ジャケに反映されているように、よりPierre Aderne & Alexia Bomtempo夫妻を前面に押し出すことが、新装盤の狙いかもしれませんえ。
ブラジル音楽ファンや『Astrolabio』に魅了された方は勿論のこと、ブラジル音楽をあまり聴かない方もスンナリと聴くことができる作品です。
アコースティックなブラジル音楽を聴きながら、年末年始を優しい気分で過ごすのはいかがですか?
全曲紹介しときやす。
「Quanto Tempo」
ラブリーなソフト・サンバでアルバムは幕を開けます。さり気ないけど実に気の効いた感じが大好きです。YouTubeにPierre & Alexiaのみの演奏がありました。
http://www.youtube.com/watch?v=sYdUMjBdalc
「Feira do Troca」
新たに追加された2曲の1つですが、アルバムで一番のお気に入りのソフト・サンバ。優しいアコースティック・サウンド&ヴォーカルに心癒されること間違いなし!
http://www.youtube.com/watch?v=xKqe9jzM2Ss
「O Canario e O Curio」
爽快なショーロ。Domenicoの弟であり、Fino ColetivoのメンバーでもあるAlvinho Lancellottiがヴォーカルで参加しています。Felipe Pinaudのフルートも涼しげ!
「Blackbird e Asa Branca」
Beatlesの名曲「Blackbird」のフレーズも聴ける興味深い1曲。フォーキーな味わいとブラジルならでの土着的な雰囲気が融合しているのがいいですね。
http://www.youtube.com/watch?v=aqMfO0d9LEU
「No Meio do Caminho」
新たに追加された2曲のもう1曲。Pierre & Alexiaの息の合ったヴォーカルにグッときます。
「Chuvisco」
雨の効果音をバックに、Alexiaが愛らしいヴォーカルを聴かせてくれます。マッタリ過ごしたい雨模様の時にはピッタリ。
「Olhos d’Agua」
何気ないけど、Pierre & Alexiaの魅力がジワジワと伝わってくるのがいいですね。

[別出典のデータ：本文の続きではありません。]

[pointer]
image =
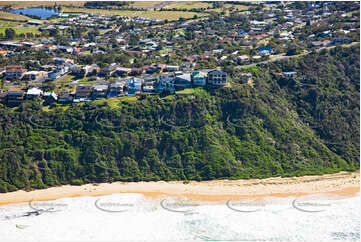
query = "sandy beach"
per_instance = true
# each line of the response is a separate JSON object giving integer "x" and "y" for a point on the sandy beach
{"x": 343, "y": 184}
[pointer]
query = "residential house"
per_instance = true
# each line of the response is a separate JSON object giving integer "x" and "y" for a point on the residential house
{"x": 187, "y": 66}
{"x": 50, "y": 97}
{"x": 15, "y": 96}
{"x": 289, "y": 74}
{"x": 33, "y": 93}
{"x": 171, "y": 68}
{"x": 14, "y": 72}
{"x": 264, "y": 50}
{"x": 59, "y": 71}
{"x": 109, "y": 70}
{"x": 100, "y": 91}
{"x": 242, "y": 59}
{"x": 83, "y": 92}
{"x": 166, "y": 81}
{"x": 122, "y": 71}
{"x": 134, "y": 86}
{"x": 136, "y": 71}
{"x": 217, "y": 78}
{"x": 65, "y": 97}
{"x": 149, "y": 83}
{"x": 3, "y": 97}
{"x": 116, "y": 89}
{"x": 34, "y": 76}
{"x": 182, "y": 81}
{"x": 199, "y": 78}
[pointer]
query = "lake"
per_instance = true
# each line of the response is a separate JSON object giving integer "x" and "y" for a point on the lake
{"x": 43, "y": 13}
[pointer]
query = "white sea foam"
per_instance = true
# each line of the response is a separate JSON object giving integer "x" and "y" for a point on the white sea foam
{"x": 134, "y": 217}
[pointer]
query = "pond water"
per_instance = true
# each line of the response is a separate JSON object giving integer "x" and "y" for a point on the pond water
{"x": 43, "y": 13}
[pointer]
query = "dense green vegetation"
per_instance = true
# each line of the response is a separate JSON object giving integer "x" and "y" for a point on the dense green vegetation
{"x": 280, "y": 127}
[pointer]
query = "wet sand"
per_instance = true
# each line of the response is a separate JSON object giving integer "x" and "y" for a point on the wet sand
{"x": 343, "y": 184}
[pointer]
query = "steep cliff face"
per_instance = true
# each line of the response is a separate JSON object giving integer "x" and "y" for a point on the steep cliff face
{"x": 278, "y": 126}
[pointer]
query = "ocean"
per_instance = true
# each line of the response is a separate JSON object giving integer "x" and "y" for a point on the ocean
{"x": 135, "y": 217}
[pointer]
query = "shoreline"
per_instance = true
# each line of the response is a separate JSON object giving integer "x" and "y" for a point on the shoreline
{"x": 338, "y": 185}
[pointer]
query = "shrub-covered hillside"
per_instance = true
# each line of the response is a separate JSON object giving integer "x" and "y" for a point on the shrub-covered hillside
{"x": 281, "y": 126}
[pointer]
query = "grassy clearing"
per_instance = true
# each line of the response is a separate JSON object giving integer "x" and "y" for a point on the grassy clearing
{"x": 161, "y": 15}
{"x": 116, "y": 102}
{"x": 21, "y": 30}
{"x": 238, "y": 7}
{"x": 147, "y": 4}
{"x": 12, "y": 16}
{"x": 9, "y": 23}
{"x": 185, "y": 91}
{"x": 33, "y": 4}
{"x": 65, "y": 79}
{"x": 188, "y": 5}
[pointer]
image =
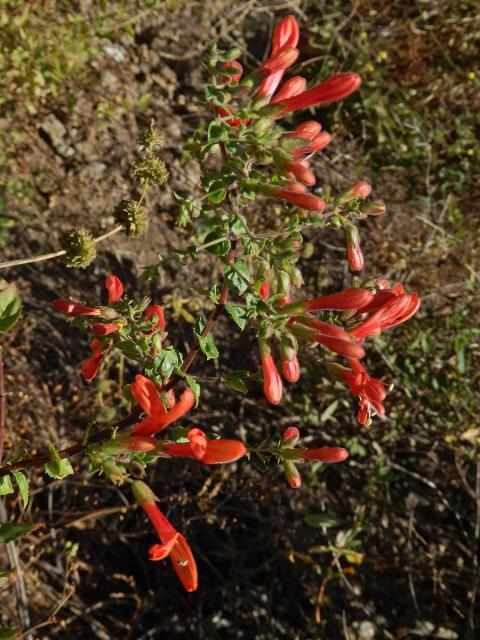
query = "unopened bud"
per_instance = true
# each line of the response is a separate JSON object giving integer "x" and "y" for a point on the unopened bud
{"x": 361, "y": 189}
{"x": 292, "y": 474}
{"x": 291, "y": 436}
{"x": 376, "y": 208}
{"x": 114, "y": 472}
{"x": 79, "y": 248}
{"x": 150, "y": 170}
{"x": 142, "y": 493}
{"x": 132, "y": 217}
{"x": 354, "y": 251}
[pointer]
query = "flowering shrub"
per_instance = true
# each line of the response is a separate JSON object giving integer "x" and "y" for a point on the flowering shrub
{"x": 246, "y": 154}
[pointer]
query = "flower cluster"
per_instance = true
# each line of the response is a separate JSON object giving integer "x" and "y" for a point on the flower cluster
{"x": 261, "y": 284}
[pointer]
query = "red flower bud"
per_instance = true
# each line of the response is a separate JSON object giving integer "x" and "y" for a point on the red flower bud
{"x": 354, "y": 250}
{"x": 207, "y": 451}
{"x": 272, "y": 383}
{"x": 105, "y": 329}
{"x": 291, "y": 88}
{"x": 335, "y": 88}
{"x": 303, "y": 200}
{"x": 292, "y": 474}
{"x": 317, "y": 144}
{"x": 75, "y": 308}
{"x": 286, "y": 34}
{"x": 155, "y": 313}
{"x": 376, "y": 208}
{"x": 355, "y": 258}
{"x": 173, "y": 543}
{"x": 361, "y": 189}
{"x": 114, "y": 287}
{"x": 325, "y": 454}
{"x": 301, "y": 173}
{"x": 291, "y": 369}
{"x": 264, "y": 291}
{"x": 231, "y": 77}
{"x": 307, "y": 130}
{"x": 91, "y": 366}
{"x": 344, "y": 300}
{"x": 280, "y": 61}
{"x": 291, "y": 436}
{"x": 140, "y": 443}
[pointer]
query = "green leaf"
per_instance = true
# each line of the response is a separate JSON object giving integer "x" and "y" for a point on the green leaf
{"x": 194, "y": 386}
{"x": 237, "y": 278}
{"x": 22, "y": 485}
{"x": 215, "y": 132}
{"x": 13, "y": 530}
{"x": 128, "y": 349}
{"x": 217, "y": 196}
{"x": 238, "y": 314}
{"x": 167, "y": 360}
{"x": 57, "y": 467}
{"x": 10, "y": 306}
{"x": 207, "y": 346}
{"x": 5, "y": 486}
{"x": 234, "y": 380}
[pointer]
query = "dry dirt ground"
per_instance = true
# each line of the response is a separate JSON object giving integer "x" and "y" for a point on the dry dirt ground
{"x": 410, "y": 496}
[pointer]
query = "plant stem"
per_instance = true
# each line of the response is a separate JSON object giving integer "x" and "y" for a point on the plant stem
{"x": 55, "y": 254}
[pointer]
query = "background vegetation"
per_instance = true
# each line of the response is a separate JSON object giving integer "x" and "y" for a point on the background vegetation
{"x": 383, "y": 546}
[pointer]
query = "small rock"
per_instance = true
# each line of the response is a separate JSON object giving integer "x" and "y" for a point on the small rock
{"x": 366, "y": 630}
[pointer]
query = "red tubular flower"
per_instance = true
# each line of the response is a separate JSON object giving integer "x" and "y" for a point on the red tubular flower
{"x": 114, "y": 287}
{"x": 325, "y": 454}
{"x": 105, "y": 329}
{"x": 292, "y": 87}
{"x": 307, "y": 130}
{"x": 264, "y": 291}
{"x": 317, "y": 144}
{"x": 303, "y": 200}
{"x": 342, "y": 301}
{"x": 207, "y": 451}
{"x": 297, "y": 187}
{"x": 286, "y": 35}
{"x": 173, "y": 543}
{"x": 344, "y": 346}
{"x": 292, "y": 474}
{"x": 291, "y": 436}
{"x": 91, "y": 366}
{"x": 75, "y": 308}
{"x": 291, "y": 369}
{"x": 335, "y": 88}
{"x": 140, "y": 443}
{"x": 370, "y": 391}
{"x": 354, "y": 250}
{"x": 231, "y": 77}
{"x": 280, "y": 61}
{"x": 392, "y": 313}
{"x": 272, "y": 383}
{"x": 157, "y": 311}
{"x": 145, "y": 393}
{"x": 301, "y": 172}
{"x": 233, "y": 122}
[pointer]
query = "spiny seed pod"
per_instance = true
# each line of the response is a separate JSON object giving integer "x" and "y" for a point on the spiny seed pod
{"x": 151, "y": 141}
{"x": 79, "y": 248}
{"x": 132, "y": 217}
{"x": 150, "y": 170}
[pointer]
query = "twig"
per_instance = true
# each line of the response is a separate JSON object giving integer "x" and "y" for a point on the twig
{"x": 55, "y": 254}
{"x": 3, "y": 407}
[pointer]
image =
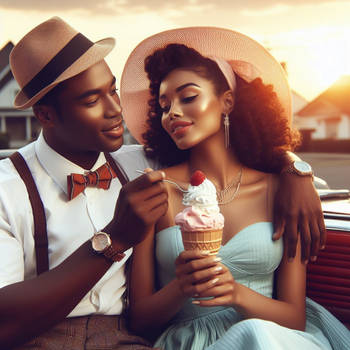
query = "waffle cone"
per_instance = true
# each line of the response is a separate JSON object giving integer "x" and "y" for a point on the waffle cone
{"x": 202, "y": 240}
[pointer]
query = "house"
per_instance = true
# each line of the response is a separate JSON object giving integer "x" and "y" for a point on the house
{"x": 17, "y": 128}
{"x": 330, "y": 112}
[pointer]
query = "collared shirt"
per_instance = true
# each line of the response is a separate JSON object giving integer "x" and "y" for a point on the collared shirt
{"x": 69, "y": 223}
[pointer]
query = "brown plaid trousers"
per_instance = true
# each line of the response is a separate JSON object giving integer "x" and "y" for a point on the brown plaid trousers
{"x": 94, "y": 332}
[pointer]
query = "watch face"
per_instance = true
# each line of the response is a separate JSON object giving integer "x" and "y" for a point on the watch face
{"x": 101, "y": 241}
{"x": 303, "y": 167}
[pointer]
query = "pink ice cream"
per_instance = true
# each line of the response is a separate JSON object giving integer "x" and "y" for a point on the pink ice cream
{"x": 202, "y": 210}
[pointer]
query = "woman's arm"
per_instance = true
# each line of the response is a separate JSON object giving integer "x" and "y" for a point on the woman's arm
{"x": 289, "y": 308}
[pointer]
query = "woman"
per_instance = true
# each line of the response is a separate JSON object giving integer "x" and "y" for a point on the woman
{"x": 220, "y": 103}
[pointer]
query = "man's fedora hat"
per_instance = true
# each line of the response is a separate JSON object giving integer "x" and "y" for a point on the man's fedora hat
{"x": 49, "y": 54}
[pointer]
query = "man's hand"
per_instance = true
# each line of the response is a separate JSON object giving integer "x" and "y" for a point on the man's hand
{"x": 297, "y": 209}
{"x": 140, "y": 205}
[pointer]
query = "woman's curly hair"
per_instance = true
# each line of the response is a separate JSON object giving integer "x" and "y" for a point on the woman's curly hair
{"x": 260, "y": 133}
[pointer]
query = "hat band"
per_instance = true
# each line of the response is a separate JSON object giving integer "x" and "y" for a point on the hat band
{"x": 75, "y": 48}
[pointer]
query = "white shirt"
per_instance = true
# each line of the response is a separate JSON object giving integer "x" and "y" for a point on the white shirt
{"x": 69, "y": 223}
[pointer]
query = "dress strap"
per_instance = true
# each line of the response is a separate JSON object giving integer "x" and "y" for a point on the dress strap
{"x": 40, "y": 232}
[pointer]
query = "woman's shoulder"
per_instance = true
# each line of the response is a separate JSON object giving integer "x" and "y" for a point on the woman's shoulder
{"x": 251, "y": 176}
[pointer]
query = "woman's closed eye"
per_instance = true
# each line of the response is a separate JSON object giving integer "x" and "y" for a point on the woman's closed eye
{"x": 189, "y": 99}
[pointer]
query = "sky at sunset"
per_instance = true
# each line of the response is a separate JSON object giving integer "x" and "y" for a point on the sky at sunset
{"x": 312, "y": 36}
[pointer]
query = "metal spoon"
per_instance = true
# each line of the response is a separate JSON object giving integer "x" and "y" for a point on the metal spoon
{"x": 166, "y": 180}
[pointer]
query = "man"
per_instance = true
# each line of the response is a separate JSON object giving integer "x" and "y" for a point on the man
{"x": 72, "y": 90}
{"x": 66, "y": 290}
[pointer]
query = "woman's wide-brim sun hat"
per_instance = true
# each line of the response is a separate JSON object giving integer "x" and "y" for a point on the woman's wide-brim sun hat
{"x": 234, "y": 47}
{"x": 49, "y": 54}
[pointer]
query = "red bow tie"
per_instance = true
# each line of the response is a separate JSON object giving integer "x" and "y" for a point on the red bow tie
{"x": 100, "y": 178}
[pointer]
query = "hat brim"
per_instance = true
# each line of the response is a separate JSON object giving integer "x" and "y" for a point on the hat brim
{"x": 209, "y": 41}
{"x": 93, "y": 55}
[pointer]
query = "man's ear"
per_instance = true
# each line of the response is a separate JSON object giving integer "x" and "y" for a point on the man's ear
{"x": 228, "y": 100}
{"x": 46, "y": 115}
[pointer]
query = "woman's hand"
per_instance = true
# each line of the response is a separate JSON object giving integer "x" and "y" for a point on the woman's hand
{"x": 196, "y": 272}
{"x": 224, "y": 290}
{"x": 297, "y": 209}
{"x": 203, "y": 276}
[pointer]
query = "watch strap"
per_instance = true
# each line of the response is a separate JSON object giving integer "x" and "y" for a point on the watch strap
{"x": 290, "y": 169}
{"x": 112, "y": 254}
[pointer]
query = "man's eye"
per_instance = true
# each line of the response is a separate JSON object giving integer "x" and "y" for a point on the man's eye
{"x": 189, "y": 99}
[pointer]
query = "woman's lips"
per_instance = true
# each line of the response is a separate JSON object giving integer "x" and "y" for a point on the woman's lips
{"x": 115, "y": 131}
{"x": 179, "y": 128}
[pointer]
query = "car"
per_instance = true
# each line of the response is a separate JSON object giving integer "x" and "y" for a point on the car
{"x": 328, "y": 278}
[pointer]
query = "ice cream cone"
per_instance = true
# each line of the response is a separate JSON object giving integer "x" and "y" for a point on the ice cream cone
{"x": 203, "y": 240}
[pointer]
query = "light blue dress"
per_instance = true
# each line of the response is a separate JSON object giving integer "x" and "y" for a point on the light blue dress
{"x": 252, "y": 257}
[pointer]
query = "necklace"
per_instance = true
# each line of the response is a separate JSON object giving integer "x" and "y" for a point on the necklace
{"x": 225, "y": 195}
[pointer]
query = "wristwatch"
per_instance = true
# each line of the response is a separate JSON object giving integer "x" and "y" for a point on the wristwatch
{"x": 102, "y": 244}
{"x": 299, "y": 167}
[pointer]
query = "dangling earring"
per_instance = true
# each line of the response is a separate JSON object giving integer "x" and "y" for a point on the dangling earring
{"x": 227, "y": 130}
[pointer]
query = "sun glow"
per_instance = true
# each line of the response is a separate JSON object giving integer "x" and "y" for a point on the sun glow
{"x": 318, "y": 57}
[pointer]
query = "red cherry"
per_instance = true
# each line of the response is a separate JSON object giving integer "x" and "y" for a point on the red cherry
{"x": 197, "y": 178}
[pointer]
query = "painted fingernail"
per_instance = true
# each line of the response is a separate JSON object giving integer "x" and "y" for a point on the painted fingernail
{"x": 205, "y": 252}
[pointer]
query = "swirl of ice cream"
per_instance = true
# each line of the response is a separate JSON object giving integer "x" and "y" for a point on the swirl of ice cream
{"x": 202, "y": 210}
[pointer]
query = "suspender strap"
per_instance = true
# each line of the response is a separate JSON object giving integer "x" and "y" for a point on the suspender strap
{"x": 40, "y": 233}
{"x": 121, "y": 176}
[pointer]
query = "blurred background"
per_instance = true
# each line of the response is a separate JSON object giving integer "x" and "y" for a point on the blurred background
{"x": 311, "y": 39}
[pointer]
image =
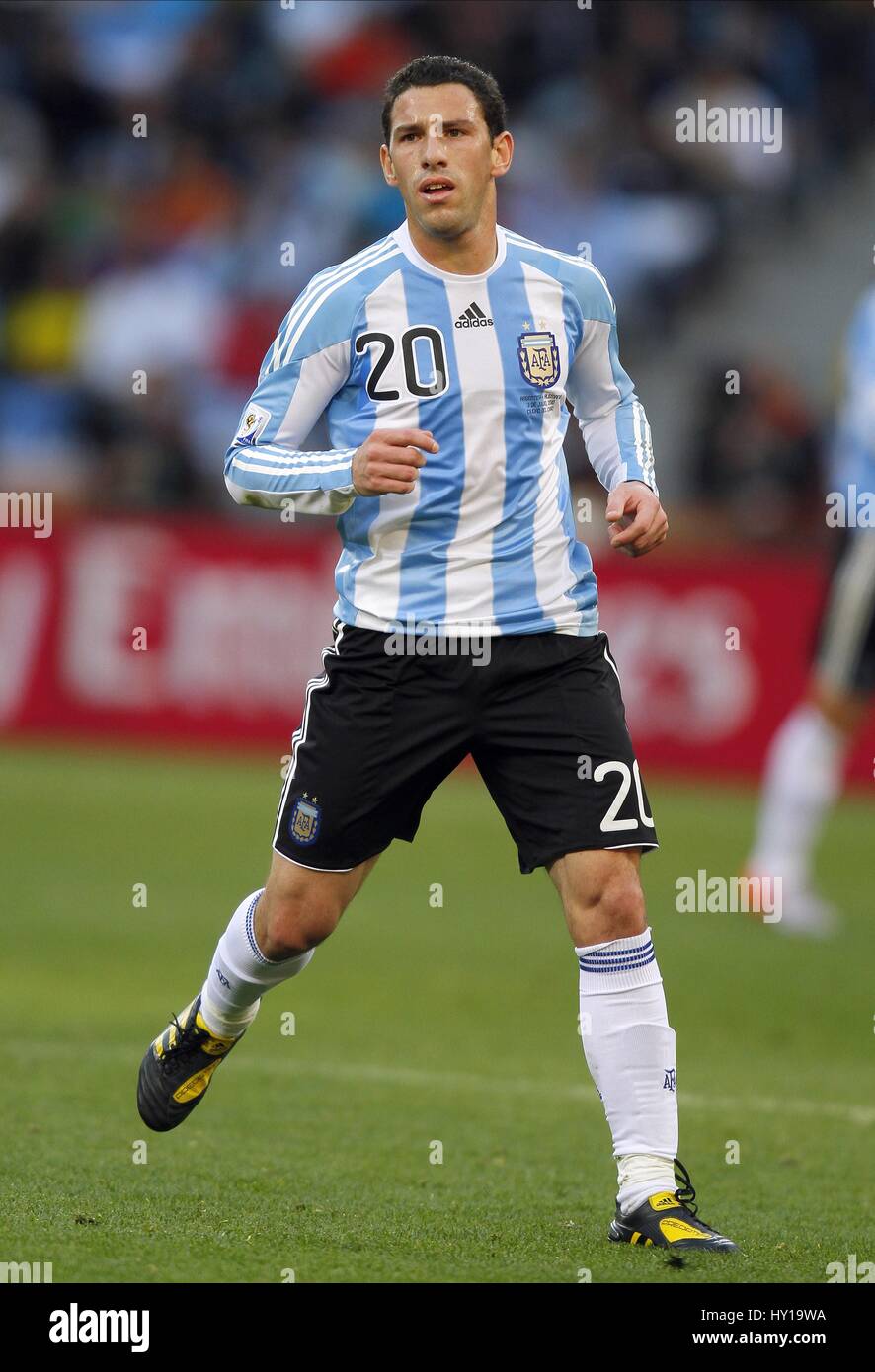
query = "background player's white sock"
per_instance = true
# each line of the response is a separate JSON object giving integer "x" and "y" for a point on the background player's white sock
{"x": 802, "y": 780}
{"x": 241, "y": 973}
{"x": 629, "y": 1050}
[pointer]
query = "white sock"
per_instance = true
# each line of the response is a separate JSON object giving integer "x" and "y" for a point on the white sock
{"x": 629, "y": 1050}
{"x": 802, "y": 780}
{"x": 239, "y": 974}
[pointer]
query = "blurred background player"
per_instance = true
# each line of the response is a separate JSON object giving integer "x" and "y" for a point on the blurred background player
{"x": 805, "y": 763}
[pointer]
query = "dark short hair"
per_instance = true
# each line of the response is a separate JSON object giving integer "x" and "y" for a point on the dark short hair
{"x": 439, "y": 71}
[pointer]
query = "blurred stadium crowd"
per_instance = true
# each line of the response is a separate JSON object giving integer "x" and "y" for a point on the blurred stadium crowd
{"x": 169, "y": 253}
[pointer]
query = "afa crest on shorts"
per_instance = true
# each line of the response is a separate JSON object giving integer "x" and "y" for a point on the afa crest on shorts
{"x": 538, "y": 358}
{"x": 305, "y": 819}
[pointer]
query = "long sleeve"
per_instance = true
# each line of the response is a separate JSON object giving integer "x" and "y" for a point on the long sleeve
{"x": 266, "y": 464}
{"x": 611, "y": 418}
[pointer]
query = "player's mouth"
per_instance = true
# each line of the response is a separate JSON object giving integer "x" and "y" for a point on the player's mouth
{"x": 436, "y": 189}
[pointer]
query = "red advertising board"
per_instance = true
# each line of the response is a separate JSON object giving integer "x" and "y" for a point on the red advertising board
{"x": 207, "y": 632}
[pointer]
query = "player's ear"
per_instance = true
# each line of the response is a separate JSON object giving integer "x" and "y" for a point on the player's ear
{"x": 385, "y": 157}
{"x": 502, "y": 152}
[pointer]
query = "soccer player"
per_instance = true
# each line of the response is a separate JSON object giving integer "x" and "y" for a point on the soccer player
{"x": 442, "y": 355}
{"x": 805, "y": 762}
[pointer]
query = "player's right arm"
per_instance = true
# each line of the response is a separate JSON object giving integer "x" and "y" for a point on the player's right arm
{"x": 305, "y": 366}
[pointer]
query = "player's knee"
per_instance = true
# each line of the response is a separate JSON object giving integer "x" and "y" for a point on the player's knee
{"x": 294, "y": 921}
{"x": 615, "y": 911}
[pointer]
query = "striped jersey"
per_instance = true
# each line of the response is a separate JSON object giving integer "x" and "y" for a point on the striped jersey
{"x": 852, "y": 460}
{"x": 487, "y": 542}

http://www.youtube.com/watch?v=n0Fa-cvwYK0
「Valsa do Vestido」
「ドレスのワルツ」のタイトル通り、ワルツ調の仕上がり。
「O Que Sera Que Te Excita ?」
Luis Carlinhosがヴォーカルで参加しています。ブラジルらしい土着的なリズムが印象的です。
http://www.youtube.com/watch?v=A5hDrwdHvjY
「Feito a Mao」
Wilson Simoninhaがヴォーカルで参加しています。フォーキーな味わいが魅力です。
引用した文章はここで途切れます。